Indeed, the adage “my enemy’s enemy is my friend” will be showcased somewhat as a conflict in Syria and Iraq is going to show the world the true role of Al Qaeda groups, like ISIS, Nusra, and others who will be working under US top brass—just like, funnily enough, Iranian top military strategist Qasem Soleimani was leading the Iraqi Army campaign against ISIL just months before Trump took office and whom the American top brass more or less followed.
The intelligence is being “twisted,” the facts dressed up, and in some cases belligerent lies are being fed to the US media over the so-called Iran “threat.” In truth, Iran is doing what any country would do facing the US threats and an aircraft carrier sailing towards the Persian Gulf. And the US media just keeps on following Trump’s lead rather than taking the initiative themselves to do the due diligence.
We’ve arrived at a new low point with media, which is part of the problem with Trump and media. US journalists are lead around like a bull with a nose ring when it comes to setting the media agenda, a point made recently by the Washington Post editor who was behind the Watergate scandal. Trump’s foreign policy endeavours have all failed. His strategy of dismissing conventional diplomacy and letting experts negotiate for months and years before arriving at a real point of closure were replaced with his own style which is much simpler: create a crisis, then position yourself as the only one able to resolve it and clean up on media attention.
But it hasn’t worked with North Korea, with China, the EU, Venezuela, or others.
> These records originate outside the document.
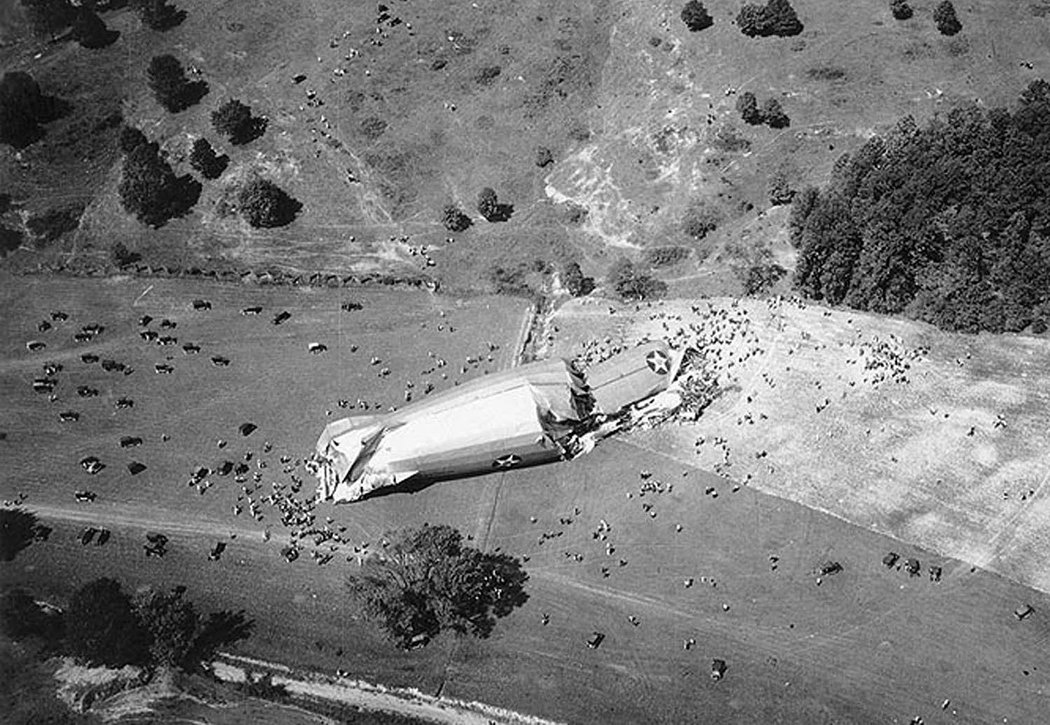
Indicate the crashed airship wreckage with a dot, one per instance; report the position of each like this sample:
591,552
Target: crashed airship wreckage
536,413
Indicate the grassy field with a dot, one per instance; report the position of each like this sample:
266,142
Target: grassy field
866,645
638,115
930,437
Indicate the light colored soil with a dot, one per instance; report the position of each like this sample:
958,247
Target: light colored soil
910,449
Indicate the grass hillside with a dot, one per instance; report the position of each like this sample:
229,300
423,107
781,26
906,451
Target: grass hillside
404,109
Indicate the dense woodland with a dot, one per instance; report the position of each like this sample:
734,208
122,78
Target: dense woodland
948,223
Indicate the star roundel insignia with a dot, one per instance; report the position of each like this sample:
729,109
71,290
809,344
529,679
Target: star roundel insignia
506,461
658,361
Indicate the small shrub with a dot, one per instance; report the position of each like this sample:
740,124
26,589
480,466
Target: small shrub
574,282
747,105
761,277
373,127
901,9
454,220
264,204
158,15
89,30
633,285
487,74
826,73
487,203
234,120
947,21
774,115
700,219
779,190
665,256
205,161
776,18
695,16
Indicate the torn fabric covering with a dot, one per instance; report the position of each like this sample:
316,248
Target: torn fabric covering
632,375
502,426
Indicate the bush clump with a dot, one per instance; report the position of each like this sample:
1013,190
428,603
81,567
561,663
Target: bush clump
775,18
947,223
696,17
665,256
947,21
454,220
700,219
901,9
167,79
428,581
264,204
234,120
632,284
148,187
24,108
206,161
574,281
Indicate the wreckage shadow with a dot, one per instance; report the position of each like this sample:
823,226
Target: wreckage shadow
414,485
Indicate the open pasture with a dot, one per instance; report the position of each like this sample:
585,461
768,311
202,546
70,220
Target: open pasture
867,644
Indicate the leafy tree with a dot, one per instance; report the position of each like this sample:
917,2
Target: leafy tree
632,284
172,624
802,205
47,17
234,120
784,20
761,277
23,108
487,203
947,21
695,16
130,138
89,30
206,161
149,189
159,15
774,115
167,79
778,189
948,223
427,581
102,626
454,219
17,530
901,9
747,104
574,282
264,204
776,18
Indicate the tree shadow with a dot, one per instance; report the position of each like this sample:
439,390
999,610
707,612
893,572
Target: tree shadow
191,94
502,212
249,131
219,629
18,530
104,39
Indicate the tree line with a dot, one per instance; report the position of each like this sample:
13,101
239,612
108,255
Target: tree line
947,223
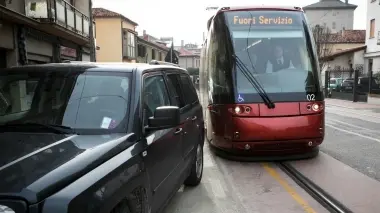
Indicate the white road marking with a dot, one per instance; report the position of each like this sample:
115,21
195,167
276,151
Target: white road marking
348,124
217,188
353,133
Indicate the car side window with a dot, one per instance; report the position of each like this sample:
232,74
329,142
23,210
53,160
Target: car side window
189,90
174,83
154,95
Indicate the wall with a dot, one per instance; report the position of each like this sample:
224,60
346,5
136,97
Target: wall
109,39
356,58
43,51
342,18
149,55
128,25
188,61
373,49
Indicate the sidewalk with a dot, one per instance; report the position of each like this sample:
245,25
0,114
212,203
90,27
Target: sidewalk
350,104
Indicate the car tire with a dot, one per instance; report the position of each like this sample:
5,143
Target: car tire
196,172
122,207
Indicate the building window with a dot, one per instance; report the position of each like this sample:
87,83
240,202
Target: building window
141,50
153,54
372,29
131,45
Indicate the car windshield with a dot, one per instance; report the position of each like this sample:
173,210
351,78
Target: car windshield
84,101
That unique formula is not paying dividends and doesn’t correspond with the fake narrative put out that Trump is a great negotiator. In reality, he has no business acumen whatsoever and cannot be taken seriously as a champion of the “art of the deal.” Recent reports by the New York Times have proven beyond any doubt that Trump’s legacy as a successful businessman is a sham at best and entirely fabricated at worse.
Trump is all about faking it.
But this strategy is ultimately an erroneous one with the Iranians and the double bluff that “Trump doesn’t really want war” when in reality it is becoming clearer and clearer that he does because it is the only place where he can go in the coming weeks when the fake intelligence and the staged attacks continue and reach the inevitable tipping point.
What the Iranians and even the EU should be doing now is working out if there is any truth at all in the idea that Obama’s deal just needs to be called the “Trump Deal” with a few tweaks. Trump’s original idea, I am told, was to drag out the crisis with Iran right up until his 2020 re-election bid but the drum beats of war are already sounding. Time is not running out for Iran. It is running out for Trump’s bluff which is why I argue that it is not important whether Trump wants war or not. We’re heading there anyway.
The views expressed in this article are the author’s own and do not necessarily reflect the views of Inside Arabia.